This is the headline of one of the popular newspapers. What’s wrong with it? Not just one, there are other media outlets, which have something similar to say.
Government makes NPS withdrawal 100% tax free.
Entire NPS withdrawal at retirement is tax free now.
Again, what’s wrong with the above?
Simple, none of these is true. Here’s why.
So far, taxation of maturity proceeds on NPS or National Pension Scheme worked as below:
- Withdraw 40% lump sum tax free
- Withdraw another 20% lump sum by paying tax at marginal tax rate
- Convert compulsorily 40% of the maturity amount into an annuity
Of course, you have the choice to convert the entire maturity proceeds into an annuity too.
What’s the hullabaloo about?
In the recent round of changes, taxation for point no. 2 has been modified. An NPS investor will be allowed to withdraw this 20% lump sum too, tax free.
So, in total, 60% (40% earlier + another 20%) will remain tax free if you withdraw it as lump sum on maturity.
The remaining 40% still converts into an annuity, which you receive over the number of years you choose.
See the table below to understand what has changed.
Here’s the big fact.
Annuity income is NOT tax free. It is taxable. You have to add it to your annual income, show it in your tax returns and pay tax as per your marginal tax slab.
If you are in the 30% tax slab post retirement, you pay 30% tax on annuity. As simple as that. And yet, most people are choosing to ignore this tax implication.
On the part of the sellers, they are behaving irresponsibly and telling you that NPS withdrawal is 100% tax free.
Oh yes, that is possible only in one scenario. If you are in the 0% tax bracket during the years you receive annuity, you pay no tax.
How likely is that for you? Very unlikely.
Most investors who are thinking about investing the additional Rs. 50,000 in NPS will likely fall in the 20% to 30% tax slab, even after maturity.
So, stop believing this 100% tax free NPS nonsense.
Yes, the additional 20% tax free amount on maturity does make it more sweet but it doesn’t take away all the other downsides.
By the way, are you still investing only for tax savings?
Why would a retiree fall in 20% or 30% tax bracket necessarily? If he has no salary income and only has the investments to derive his income from as well as annuity, he can always control his taxable income in most years. This is particularly true if he can plan to derive his income from debt funds with tax paid after indexation, if any.
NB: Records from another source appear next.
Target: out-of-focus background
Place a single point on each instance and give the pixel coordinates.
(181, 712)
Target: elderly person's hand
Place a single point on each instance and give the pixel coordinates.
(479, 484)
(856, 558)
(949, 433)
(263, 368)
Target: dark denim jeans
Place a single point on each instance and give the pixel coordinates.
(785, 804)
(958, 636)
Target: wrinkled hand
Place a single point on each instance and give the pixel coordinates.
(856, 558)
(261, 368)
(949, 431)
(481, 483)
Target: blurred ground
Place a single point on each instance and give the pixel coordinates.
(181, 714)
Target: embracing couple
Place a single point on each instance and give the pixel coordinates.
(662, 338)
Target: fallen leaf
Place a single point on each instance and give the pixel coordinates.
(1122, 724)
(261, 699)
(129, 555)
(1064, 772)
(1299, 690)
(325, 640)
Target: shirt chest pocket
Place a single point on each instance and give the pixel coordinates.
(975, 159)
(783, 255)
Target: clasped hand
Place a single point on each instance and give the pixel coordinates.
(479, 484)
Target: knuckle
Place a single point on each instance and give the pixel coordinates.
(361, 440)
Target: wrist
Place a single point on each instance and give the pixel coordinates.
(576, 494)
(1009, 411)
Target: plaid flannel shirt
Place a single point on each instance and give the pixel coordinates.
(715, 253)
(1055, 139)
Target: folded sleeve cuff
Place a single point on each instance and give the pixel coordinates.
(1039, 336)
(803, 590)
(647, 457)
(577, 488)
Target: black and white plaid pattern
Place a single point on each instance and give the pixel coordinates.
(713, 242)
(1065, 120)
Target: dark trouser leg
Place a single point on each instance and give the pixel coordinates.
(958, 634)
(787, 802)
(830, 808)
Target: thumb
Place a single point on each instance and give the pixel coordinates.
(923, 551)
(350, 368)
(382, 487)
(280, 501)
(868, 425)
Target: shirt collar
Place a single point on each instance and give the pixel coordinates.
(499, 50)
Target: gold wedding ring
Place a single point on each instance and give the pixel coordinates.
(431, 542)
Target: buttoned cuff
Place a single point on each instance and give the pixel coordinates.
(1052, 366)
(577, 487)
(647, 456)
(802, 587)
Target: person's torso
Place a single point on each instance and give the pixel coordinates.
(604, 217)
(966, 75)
This way income from annuity will not go to 20 or 30% bracket.
The senior citizens are offered higher tax benefits on FD too.
Could you update your previous article on comparison of investment options in a mutual fund v/s NPS given the extra 20% taxation benefit now applicable. Another request is that your table talks of 10% , 20% and 30% tax brackets but it may makes sense to see how the numbers change in the 35% tax bracket as well.
With the new change of 60% lump sum withdrawal tax-free, NPS scores over MFs, specially for the higher tax brackets.